By Dom Nozzi
June 26, 2003
“Infill development” is a form of development in which a vacant, undeveloped lot within the developed portion of the city is developed to contain housing, offices, retail, civic, or industrial. In other words, the lot is a “leftover” piece of property that was never developed as urbanization progressed outward.
By contrast, the opposite of “infill development” is “sprawl development” or “outlying development” — in other words, development that happens remotely from or at the periphery of the developed portion of the city. Note that “infill” can also include the REDEVELOPMENT of a property. In general, redevelopment infill uses more of the property than was used by the original development of the property.
Appropriately, infill has long been considered highly desirable by public planners, because it discourages costly sprawl, reduces travel distances, reduces car dependence, reduces household transportation expenditures, improves the quality of life of the community, improves the tax base of the community, often improves upon a property that may be experiencing crime problems or aesthetic problems, and reduces the development pressure faced by outlying, typically more environmentally important lands outside the city.

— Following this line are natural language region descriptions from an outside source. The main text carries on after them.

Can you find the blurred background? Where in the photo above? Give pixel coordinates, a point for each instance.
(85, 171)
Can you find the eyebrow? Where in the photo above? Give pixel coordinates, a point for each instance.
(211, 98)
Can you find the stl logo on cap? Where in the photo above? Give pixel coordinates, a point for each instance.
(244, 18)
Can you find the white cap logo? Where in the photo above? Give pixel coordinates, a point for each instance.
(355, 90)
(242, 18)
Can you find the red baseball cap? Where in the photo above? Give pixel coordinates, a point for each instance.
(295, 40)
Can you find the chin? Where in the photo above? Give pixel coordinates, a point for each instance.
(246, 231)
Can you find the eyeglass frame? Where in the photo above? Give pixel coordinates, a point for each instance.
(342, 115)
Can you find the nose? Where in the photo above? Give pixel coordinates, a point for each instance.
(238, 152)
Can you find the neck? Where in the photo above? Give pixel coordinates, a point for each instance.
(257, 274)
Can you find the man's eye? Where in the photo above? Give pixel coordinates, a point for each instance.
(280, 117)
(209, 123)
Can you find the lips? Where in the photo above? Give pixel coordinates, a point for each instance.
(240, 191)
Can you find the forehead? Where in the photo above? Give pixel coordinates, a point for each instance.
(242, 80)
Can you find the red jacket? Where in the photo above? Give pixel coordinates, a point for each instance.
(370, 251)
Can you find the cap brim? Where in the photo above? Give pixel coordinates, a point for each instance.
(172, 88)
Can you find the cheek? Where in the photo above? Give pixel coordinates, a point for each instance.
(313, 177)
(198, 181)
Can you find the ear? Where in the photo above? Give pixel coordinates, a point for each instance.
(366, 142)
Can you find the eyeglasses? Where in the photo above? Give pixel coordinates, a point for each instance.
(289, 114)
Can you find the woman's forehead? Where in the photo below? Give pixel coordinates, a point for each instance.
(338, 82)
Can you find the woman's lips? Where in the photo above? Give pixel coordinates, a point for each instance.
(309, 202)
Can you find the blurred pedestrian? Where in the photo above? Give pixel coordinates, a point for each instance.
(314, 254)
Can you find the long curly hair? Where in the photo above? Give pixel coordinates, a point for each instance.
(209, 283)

In general, infill has unfortunately been much more difficult for a developer to achieve than development in outlying areas. Usually, development in outlying areas means lower development costs, less opposition from citizens (particularly from those who live near the proposed development), less time needed for development, less need to worry about possible contamination that may be at the property due to past activities, and less need to mitigate “traffic problems.”